- Instagram / @governorabbott
- Gov. Greg Abbott (left) shakes hands with former President Donald Trump during a border photo op in late June.
In the position of Texas Secretary of State, the Fort Worth-based attorney would oversee elections at a time when Republican lawmakers have parroted Trump's baseless claims of widespread election fraud and used it to justify restrictive new voting laws such as the one Texas adopted this year.
The nomination also comes less than a month after Texas initiated a so-called "audit" of the 2020 results in four of the state's most-populous counties at Trump's behest. Although Texas elections officials have not released financial details of the probe, similar ones in other states have racked up millions in taxpayer expenses.

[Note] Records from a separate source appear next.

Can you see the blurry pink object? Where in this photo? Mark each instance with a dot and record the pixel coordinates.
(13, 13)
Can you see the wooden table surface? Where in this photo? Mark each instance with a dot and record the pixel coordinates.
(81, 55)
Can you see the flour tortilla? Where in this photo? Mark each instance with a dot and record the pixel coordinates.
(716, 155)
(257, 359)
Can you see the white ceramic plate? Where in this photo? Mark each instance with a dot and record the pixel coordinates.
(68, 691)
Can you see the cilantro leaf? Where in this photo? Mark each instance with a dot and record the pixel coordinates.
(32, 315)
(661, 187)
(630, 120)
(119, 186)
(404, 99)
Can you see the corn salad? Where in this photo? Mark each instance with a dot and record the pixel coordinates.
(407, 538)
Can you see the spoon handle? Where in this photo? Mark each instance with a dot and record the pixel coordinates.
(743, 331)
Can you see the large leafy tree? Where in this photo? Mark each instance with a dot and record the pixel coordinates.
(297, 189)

Scott was unavailable for comment when the Tribune reached out to him.
Last November, Scott was named as counsel to a lawsuit Trump filed in a bid to block the certification of Pennsylvania's election, according to the Tribune's reporting. Days later, the lawyer filed a motion to withdraw as an attorney for the plaintiffs.

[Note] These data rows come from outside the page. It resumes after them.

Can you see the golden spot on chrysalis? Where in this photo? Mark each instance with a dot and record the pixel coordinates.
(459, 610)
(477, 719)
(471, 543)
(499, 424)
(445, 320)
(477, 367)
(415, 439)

Scott's motion also asked to withdraw Texas Sen. Bryan Hughes, R-Mineola, who works for the same law firm when he's not serving in the Texas Legislature. Hughes was one of the architects of Texas' sweeping voting restriction bill.

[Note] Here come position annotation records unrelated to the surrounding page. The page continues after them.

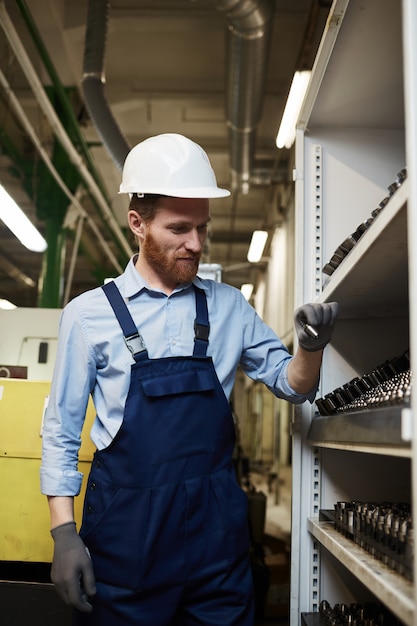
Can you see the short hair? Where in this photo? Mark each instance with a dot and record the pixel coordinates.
(145, 205)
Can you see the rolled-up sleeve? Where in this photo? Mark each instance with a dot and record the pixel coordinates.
(72, 382)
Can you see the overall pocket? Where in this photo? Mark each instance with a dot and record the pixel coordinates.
(114, 531)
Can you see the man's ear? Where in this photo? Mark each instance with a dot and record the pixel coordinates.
(136, 224)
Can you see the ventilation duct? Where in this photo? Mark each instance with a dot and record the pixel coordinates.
(94, 79)
(247, 46)
(247, 50)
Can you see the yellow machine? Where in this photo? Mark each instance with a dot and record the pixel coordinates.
(24, 515)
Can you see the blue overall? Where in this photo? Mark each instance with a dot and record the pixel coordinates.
(164, 518)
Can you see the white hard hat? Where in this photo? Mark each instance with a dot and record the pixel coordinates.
(170, 165)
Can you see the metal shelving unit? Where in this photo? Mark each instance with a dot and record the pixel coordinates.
(356, 131)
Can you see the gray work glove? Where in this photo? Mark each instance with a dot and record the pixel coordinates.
(314, 325)
(72, 569)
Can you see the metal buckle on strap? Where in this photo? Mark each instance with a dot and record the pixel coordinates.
(201, 331)
(135, 343)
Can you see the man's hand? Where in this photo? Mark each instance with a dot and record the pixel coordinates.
(314, 325)
(72, 569)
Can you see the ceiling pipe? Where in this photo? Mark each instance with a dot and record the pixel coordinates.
(247, 52)
(59, 131)
(24, 120)
(248, 43)
(93, 81)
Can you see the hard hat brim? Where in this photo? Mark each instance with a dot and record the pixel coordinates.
(189, 192)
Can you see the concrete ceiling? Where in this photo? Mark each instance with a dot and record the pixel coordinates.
(165, 71)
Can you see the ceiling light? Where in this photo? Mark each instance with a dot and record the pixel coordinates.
(19, 224)
(6, 304)
(247, 290)
(257, 245)
(286, 133)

Outside of his private practice, Scott served as a deputy attorney general under Abbott when he helmed the Texas Attorney General's Office, the Tribune reports. Scott was later appointed chief operating officer of the state's Health and Human Services Commission.
To officially become secretary of state, Scott will need to be confirmed by the Legislature, which isn't expected to meet again for another two years. Until then, he'll serve on an interim basis, including overseeing the 2022 election in which Abbott is seeking another term.